Contesto a amigos y bloqueo enemigos. Para qué hablar con quién no comprenderá. Uno menciona Ñancahuazú, Teoponte, Huamanga y algo más. Cómo si me impresionasen veleidades pequeño burguesas. Gente que no ha trabajado, que no ha sentido el dolor del músculo. Fui picapedrero como dije, a ocho dólares el mes de tormento. En la chicha se iban diez el día de pago y quedaba debiendo. Cargador en los docks de Washington DC, repartidor de papeles en Francia, a pata, no pata pila pero caminando. Las piernas tiemblan con cincuenta kilos de cemento en la cabeza, tirando ladrillos, media docena de ellos en el aire sin que se despeguen. Barrí pisos y limpié excusados en una iglesia llena de fantasmas. Rodillas se doblan en el tercer piso con paquetes en los brazos, a veces dan ganas de llorar, se piensa en la madre, en cómo era en casa sentarse para el té. Canto de memoria y en silencio cuecas y zambas para distraerme. Aguantando horas, fríos, hambres, sed, ganas de mear. Hurgando entre el recuerdo de las cajas abiertas llegan sin invitación un colectivo de memorias. A la larga todas buenas, incluso las más duras, las desesperantes. Lloraba a las dos de la mañana y lloraba al despertar.
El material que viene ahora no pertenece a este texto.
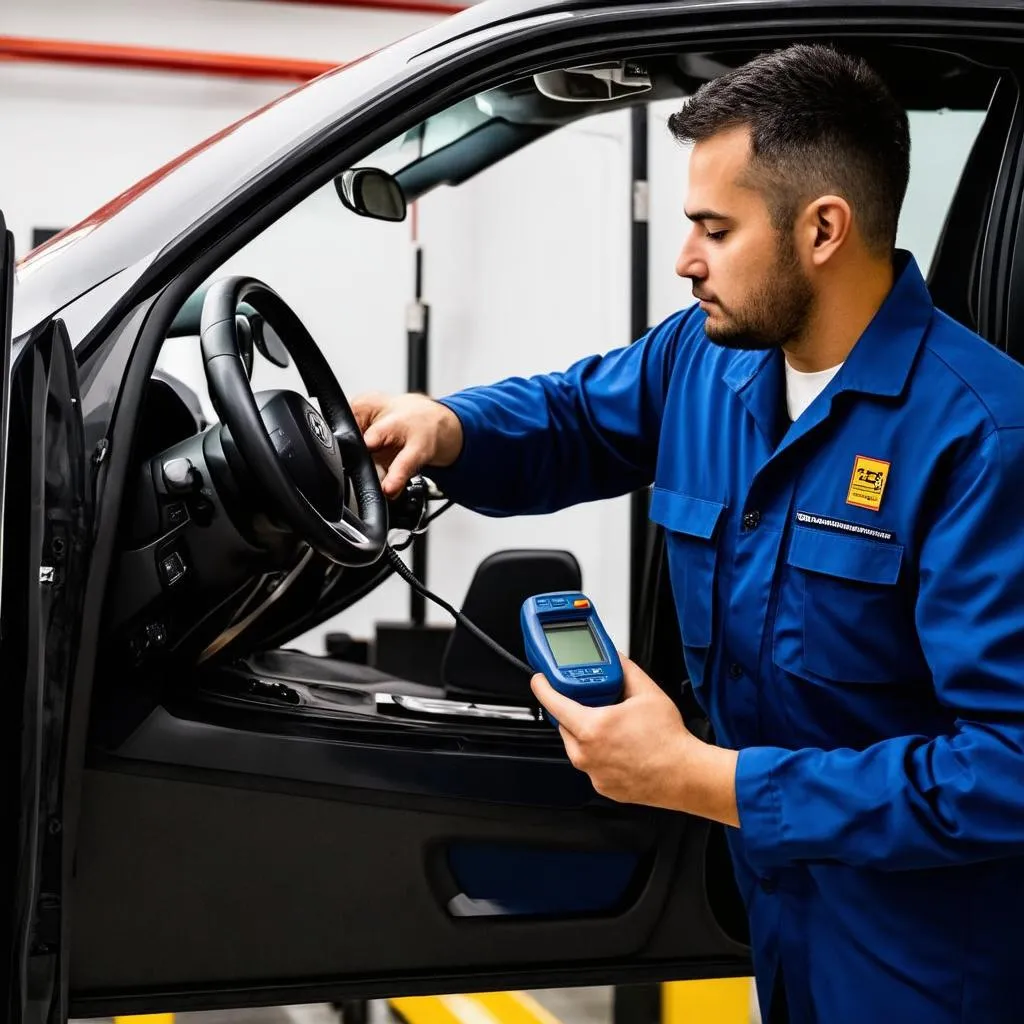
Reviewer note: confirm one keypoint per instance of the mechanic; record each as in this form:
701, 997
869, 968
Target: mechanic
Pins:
839, 468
Movía los dedos porque los creía muertos, frotaba muslos y calzaba tres pares de medias. Un tren de Villazón iba y venía, los pasajeros cagaban encima de las tapas del inodoro. La mierda se congelaba de inmediato. Apuro un singani que nunca me ha gustado, froto dedos con aguardiente, hago gárgaras de alcohol blanco. Noche de ronda qué triste pasas… Qué triste cruzas… Efímero contrabandista de queso fundido de marca Arcor, de hormas de parmesano negro y salames de Milán. Había tiempo de leer a Apollinaire mientras contaba billetes de a cinco dólares. Los hombres hormiga cruzan debajo del puente que separa a La Quiaca de Villazón. En la puerta del alojamiento se amontonará la mercancía. Luego al tren. Caminos de Tupiza y Cotagaita, vagones que atraviesan la sal de Uyuni que entonces era el fin abandonado del mundo. No había turistas y nadie quería vivir allí. Café en taza grande metálica, asado de llama, queso dudoso.
Visiones lejanas del Sajama y del Chorolque, olimpos de dioses lampiños.
Hoy fue día extraño. La municipalidad recoge los estragos del granizo. Entró con fuerza y sonido de bomba por mi chimenea y regó lágrimas dispersas en la sala. Oksana Sowiak canta canciones yiddish, de los minutos anteriores a la masacre. Me detengo, a las dos cuarenta y uno de la tarde me detengo. Ahorro el resto del día, siempre sobra espacio para penar. Mañana trashumaré de nuevo las sendas empolvadas, haré de la memoria orgía con serpentinas de angustia. He de ver otra vez a quienes no veía y pensar, que ya no pensaba. En silencio, goteo infructuoso de pila mal cerrada, mucho en derredor y nadie. Contrapunto, péndulo, clepsidra de Bruno Schulz.